Data Project

Explore your interests

The idea of this project is for you to find data and do something interesting with it that relates to the skills you have developed in this course.

The project is intentionally open ended- this is an opportunity for you to explore your interests, through using techniques or technologies that branch off those that were introduced in this class, datasets related to problems you face in your career or that you are curious about, or both.

A great project will demonstrate a complete “Data Science Workflow”, such as the one introduced at the beginning of the textbook, starting from multiple distinct datasets from public sources (if you have a private dataset that you want to use you may discuss that with me), data tidying, exploratory data analysis, cleaning, hypothesis generation, and lastly modeling. This course has not focused on modeling and the mathematical sophistication of your model will not factor heavily in your evaluation, but by this point in the semester you will have been exposed to enough modeling techniques in other courses to incorporate models within your project.

The output of your project should software that allows me to reproduce your work and a research report which describes what you did with the data and your findings, which could be contained within a github repository. You will also present your project in a short presentation in the final week of the semester.

Project Proposal

The first step of your project is to submit an initial proposal, which will help to ensure that your project is both worthwhile and feasible in the time frame of the last half of the semester. Your proposal should describe the area that you are interested in (and if you have a specific question already you can describe that too), the datasets you are going to use, and your data analysis plan. Your proposal should be a maximum of 2 pages (excluding figures and references), and should include three sections (each with target length 1-2 paragraphs):

  • Section 1 - Introduction: The introduction should describe the motivation for your project, the subject matter area of your dataset, and any general research questions you may already have. It is important to include some references to provide background information.

  • Section 2 - Data: At the time of submitting the proposal you should have already identified some datasets that you plan to use in your analysis. Give a quick description of those datasets here, describe where the data can be found, the number of variables and observations, and/or the output of the glimpse() or skim() functions on the data.

  • Section 3 - Data analysis plan: Describe your initial approach to analyzing your data. How will your datasets need to be processed in for your to make use of all of them in the analysis? Which sort of comparisons do you plan to make in your exploratory data analysis (you can share early visualizations of this is you have them)? What statistical methods do you think are appropriate to address the questions that motivated your interest?

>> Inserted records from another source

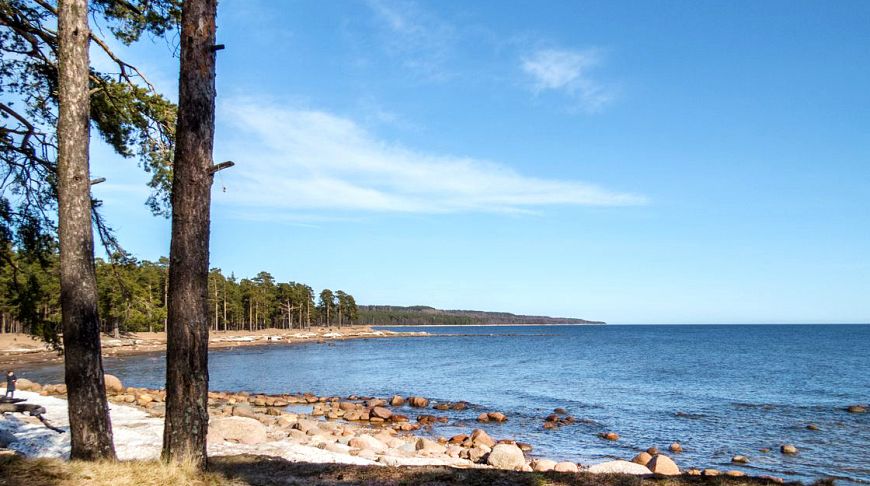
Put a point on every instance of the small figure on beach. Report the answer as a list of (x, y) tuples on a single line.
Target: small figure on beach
[(10, 383)]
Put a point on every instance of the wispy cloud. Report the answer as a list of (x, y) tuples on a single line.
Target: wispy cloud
[(567, 71), (416, 36), (314, 161)]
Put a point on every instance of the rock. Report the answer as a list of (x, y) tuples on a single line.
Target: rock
[(479, 437), (113, 384), (662, 464), (24, 384), (506, 456), (478, 453), (429, 446), (643, 458), (543, 465), (418, 402), (619, 467), (458, 439), (565, 467), (497, 416), (367, 442), (380, 412), (244, 411), (243, 430), (6, 438), (397, 401)]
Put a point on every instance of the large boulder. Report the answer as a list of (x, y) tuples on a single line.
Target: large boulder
[(480, 437), (643, 458), (565, 467), (543, 465), (26, 385), (507, 456), (243, 430), (380, 412), (619, 467), (113, 384), (368, 443), (662, 464)]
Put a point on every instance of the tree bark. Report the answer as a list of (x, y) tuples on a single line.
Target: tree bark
[(186, 427), (90, 427)]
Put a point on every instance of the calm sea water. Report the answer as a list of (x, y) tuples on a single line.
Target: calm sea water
[(719, 390)]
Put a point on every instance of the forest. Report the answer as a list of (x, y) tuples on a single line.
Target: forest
[(390, 315), (132, 297)]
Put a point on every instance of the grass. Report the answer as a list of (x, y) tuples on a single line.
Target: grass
[(263, 470)]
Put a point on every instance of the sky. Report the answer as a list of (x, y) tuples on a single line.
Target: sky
[(632, 162)]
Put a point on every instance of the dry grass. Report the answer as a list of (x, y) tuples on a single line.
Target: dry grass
[(263, 470)]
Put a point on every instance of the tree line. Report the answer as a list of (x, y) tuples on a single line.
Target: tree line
[(132, 297)]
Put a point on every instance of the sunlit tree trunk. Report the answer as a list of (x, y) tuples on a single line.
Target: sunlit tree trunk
[(186, 427), (90, 427)]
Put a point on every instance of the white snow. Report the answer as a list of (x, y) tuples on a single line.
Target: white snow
[(139, 436)]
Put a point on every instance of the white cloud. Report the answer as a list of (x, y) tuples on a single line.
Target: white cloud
[(304, 160), (567, 71), (417, 37)]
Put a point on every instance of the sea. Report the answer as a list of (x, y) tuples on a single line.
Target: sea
[(718, 390)]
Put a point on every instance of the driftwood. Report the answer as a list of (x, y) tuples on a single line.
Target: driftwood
[(32, 410)]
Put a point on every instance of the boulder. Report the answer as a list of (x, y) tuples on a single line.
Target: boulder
[(506, 456), (113, 384), (418, 402), (619, 467), (368, 443), (243, 430), (479, 437), (662, 464), (478, 453), (24, 384), (380, 412), (543, 465), (429, 446), (643, 458)]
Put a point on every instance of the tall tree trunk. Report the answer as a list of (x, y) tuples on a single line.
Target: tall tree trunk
[(186, 427), (90, 427)]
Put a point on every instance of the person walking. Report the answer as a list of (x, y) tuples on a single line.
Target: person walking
[(10, 383)]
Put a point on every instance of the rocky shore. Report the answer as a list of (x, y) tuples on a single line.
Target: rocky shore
[(349, 430)]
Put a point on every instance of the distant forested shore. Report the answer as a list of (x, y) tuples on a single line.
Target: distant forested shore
[(419, 315)]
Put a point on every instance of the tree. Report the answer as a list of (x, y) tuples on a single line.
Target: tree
[(327, 304), (90, 427), (186, 426)]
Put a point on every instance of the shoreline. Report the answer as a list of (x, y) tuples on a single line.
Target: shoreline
[(365, 431), (25, 350)]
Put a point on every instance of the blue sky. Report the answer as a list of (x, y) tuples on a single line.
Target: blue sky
[(635, 162)]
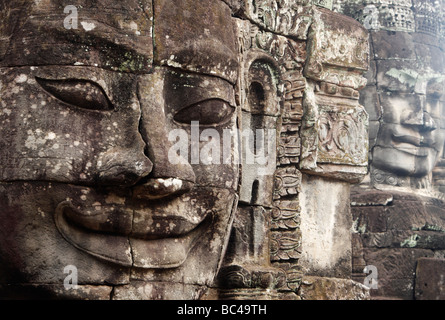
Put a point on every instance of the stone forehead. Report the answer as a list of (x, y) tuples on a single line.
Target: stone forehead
[(423, 16), (130, 36)]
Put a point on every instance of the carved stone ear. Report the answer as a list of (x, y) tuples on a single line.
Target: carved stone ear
[(259, 122)]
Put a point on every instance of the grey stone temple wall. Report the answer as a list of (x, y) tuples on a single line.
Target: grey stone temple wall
[(398, 210), (192, 149)]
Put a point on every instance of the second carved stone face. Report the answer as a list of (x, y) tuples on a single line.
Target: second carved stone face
[(410, 89), (88, 177)]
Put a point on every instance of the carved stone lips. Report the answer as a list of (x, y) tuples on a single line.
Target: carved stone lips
[(107, 234), (417, 140), (417, 145)]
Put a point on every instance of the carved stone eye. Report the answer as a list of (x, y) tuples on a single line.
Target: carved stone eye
[(80, 93), (208, 112)]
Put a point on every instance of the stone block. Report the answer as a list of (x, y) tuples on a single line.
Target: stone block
[(430, 279)]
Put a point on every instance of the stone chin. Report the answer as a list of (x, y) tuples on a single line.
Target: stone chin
[(405, 161), (162, 253)]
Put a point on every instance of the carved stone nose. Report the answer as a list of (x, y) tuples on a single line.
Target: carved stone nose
[(166, 178), (162, 188), (420, 119)]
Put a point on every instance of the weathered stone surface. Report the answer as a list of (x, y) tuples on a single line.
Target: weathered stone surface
[(317, 288), (121, 150), (430, 279), (398, 210)]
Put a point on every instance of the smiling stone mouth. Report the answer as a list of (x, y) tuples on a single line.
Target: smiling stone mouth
[(125, 249)]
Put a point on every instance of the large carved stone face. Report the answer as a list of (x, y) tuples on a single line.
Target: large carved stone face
[(86, 167), (410, 87)]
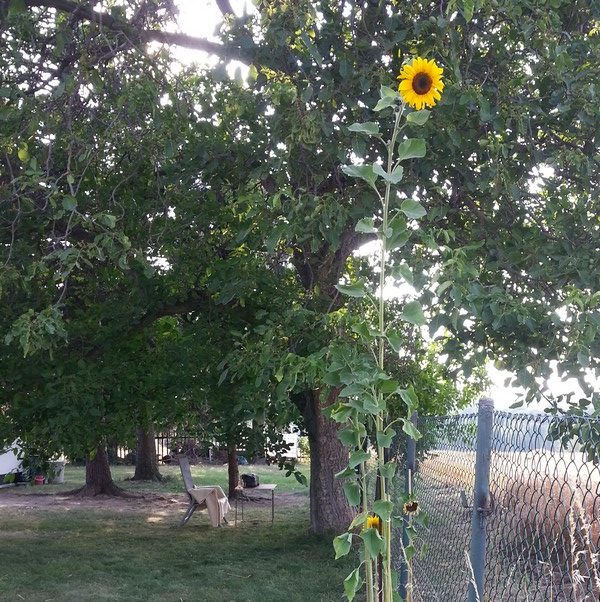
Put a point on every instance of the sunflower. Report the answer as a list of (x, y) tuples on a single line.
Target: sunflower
[(421, 83), (373, 521)]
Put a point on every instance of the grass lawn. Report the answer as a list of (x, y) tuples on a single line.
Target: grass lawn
[(65, 549)]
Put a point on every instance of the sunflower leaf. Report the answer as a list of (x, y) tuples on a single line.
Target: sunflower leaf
[(352, 584), (365, 226), (365, 172), (373, 542), (393, 177), (342, 544), (356, 289), (418, 117), (369, 127), (413, 209)]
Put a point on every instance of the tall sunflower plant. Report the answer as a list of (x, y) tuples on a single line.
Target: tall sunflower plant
[(366, 388)]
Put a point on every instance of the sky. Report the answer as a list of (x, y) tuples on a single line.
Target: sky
[(201, 18)]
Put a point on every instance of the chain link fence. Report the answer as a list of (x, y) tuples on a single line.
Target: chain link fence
[(542, 522)]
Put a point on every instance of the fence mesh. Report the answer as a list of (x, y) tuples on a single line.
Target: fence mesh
[(543, 534)]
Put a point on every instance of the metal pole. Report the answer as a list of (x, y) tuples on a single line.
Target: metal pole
[(410, 466), (481, 500)]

The proposal is preliminary, and you can include additional data or a different analysis as needs require.

Heilmeier's Questions

When writing proposals, I’ve found the following set of considerations, called “Heilmeier's Questions”, to be helpful to consider. Although this is just a short project, you might find them helpful as well, and useful for formulating future projects and proposals that you might have to complete. These questions were developed by Dr. George Heilmeier, who was the director of DARPA from 1975-1977. Heilmeier said that every proposal to DARPA needed to answer these questions clearly and completely in order to receive funding:

  1. What are you trying to do? Articulate your objectives using absolutely no jargon. What is the problem? Why is it hard?
  2. How is it done today, and what are the limits of current practice?
  3. What is new in your approach, and why do you think it will be successful?
  4. Who cares?
  5. If you’re successful, what difference will it make? What applications are enabled as a result?
  6. What are the risks?
  7. How much will it cost? (Should be until the end of the semester)
  8. How long will it take? (Should be $0 for this)
  9. What are the midterm and final “exams” to check for success? How will progress be measured?

Data

The emphasis of class has been working with datasets that have different types of variables and which are messy or often heterogeneous. For this project you need to select data that comes from multiple sources (there should be at least two datasets). You should be able to access the data and it should be large enough and contain enough variables so that multiple interesting relationships can be explored. A good starting point is that across your dataset, there should be at least 50 observations and more than 10 variables (exceptions can be made but you must speak with me first). The dataset’s variables should include categorical variables, discrete numerical variables, and continuous numerical variables.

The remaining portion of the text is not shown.